You’re not defined by:
- the opinions of others
- your past mistakes
- hurtful things people have done to you
- things you own (or don’t own)
- or anything else except who you are in Christ
How do we become more familiar with this integral self? One practical piece of advice is to make a practice of simply being. This means not doing anything. Not writing, praying, listening to music or podcasts, or even reading your Bible. Take time to just be. This trains your soul to not strive to accomplish things in order to be accepted by God.
God has already made you as you are—HE has given you the pieces which make up your ship and He has called it good.
The question is, will you take time to acknowledge this? To reflect on it and soak it in? Making a practice of this will reinforce your hull, reorienting our desires, so when the gusts of desire blow, they are slightly less powerful.
When we see ourselves properly—as we are, not conflated with the things we do or the things that happen to us—our longings for sexual gratification and other addictions begin to fade.

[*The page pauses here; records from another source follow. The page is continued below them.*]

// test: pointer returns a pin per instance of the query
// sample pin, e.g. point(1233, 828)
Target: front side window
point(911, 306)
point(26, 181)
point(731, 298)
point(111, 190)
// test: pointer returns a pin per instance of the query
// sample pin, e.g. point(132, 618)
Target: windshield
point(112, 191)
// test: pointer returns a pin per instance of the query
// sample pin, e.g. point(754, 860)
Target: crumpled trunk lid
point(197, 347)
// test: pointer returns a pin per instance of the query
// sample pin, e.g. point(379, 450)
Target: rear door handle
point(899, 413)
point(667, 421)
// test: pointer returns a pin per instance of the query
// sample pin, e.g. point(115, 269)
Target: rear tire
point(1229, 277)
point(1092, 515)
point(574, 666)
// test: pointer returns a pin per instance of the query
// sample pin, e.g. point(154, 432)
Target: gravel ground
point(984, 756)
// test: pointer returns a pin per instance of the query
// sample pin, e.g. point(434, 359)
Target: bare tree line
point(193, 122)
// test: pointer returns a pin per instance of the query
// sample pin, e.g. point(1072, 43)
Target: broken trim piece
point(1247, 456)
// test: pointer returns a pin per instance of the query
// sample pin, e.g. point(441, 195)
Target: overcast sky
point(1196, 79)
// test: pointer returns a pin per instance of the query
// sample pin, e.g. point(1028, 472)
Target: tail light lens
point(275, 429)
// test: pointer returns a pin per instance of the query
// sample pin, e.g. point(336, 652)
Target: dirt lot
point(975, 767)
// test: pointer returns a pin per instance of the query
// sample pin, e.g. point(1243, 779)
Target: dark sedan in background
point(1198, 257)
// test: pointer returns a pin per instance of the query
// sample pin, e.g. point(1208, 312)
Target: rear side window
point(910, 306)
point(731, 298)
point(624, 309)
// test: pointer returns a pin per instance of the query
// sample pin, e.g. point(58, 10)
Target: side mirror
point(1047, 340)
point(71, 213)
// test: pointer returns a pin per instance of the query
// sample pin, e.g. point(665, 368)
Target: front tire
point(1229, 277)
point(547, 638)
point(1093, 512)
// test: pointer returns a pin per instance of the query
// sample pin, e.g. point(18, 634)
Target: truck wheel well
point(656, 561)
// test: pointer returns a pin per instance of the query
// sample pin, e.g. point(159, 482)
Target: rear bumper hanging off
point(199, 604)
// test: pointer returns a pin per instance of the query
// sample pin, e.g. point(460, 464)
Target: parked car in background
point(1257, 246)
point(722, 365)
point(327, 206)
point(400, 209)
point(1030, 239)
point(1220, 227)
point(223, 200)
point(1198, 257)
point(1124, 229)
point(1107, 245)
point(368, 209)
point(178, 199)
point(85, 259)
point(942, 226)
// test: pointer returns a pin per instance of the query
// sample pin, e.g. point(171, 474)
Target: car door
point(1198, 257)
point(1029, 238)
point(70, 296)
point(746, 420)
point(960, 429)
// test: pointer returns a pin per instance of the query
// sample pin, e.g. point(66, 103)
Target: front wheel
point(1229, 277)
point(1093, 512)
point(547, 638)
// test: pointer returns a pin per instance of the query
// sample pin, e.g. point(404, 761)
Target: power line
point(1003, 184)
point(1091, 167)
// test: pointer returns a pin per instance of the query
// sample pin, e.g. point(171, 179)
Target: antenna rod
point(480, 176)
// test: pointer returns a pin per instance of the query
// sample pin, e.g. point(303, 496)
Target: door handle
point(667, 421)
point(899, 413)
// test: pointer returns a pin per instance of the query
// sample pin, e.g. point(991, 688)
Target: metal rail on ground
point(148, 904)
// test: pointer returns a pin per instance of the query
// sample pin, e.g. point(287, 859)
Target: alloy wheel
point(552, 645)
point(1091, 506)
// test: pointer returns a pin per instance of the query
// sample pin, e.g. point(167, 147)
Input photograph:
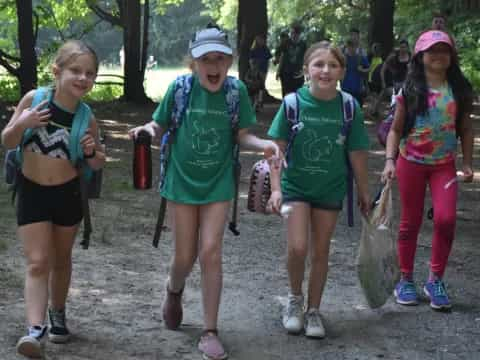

To some of you, this may seem like just another Purity-Movement-esque call to keep your V-card until you’re married and not look at porn. To me, it seemed more like an artful call to mastery over my own ‘vessel.’ It’s a profoundly masculine call to know ourselves deeply, to be aware of how our ‘ship’ functions on every type of water, and to steer her to safety.
Do you know your own ship?
Do you possess your own vessel, or are you blown hither and yon by every stray breeze of desire that comes your way?
The captain inside of me wants to be able to say, Yes, I have known and mastered myself. With the Holy Spirit, I can pilot myself away from the storm and into the holier waters. You can too.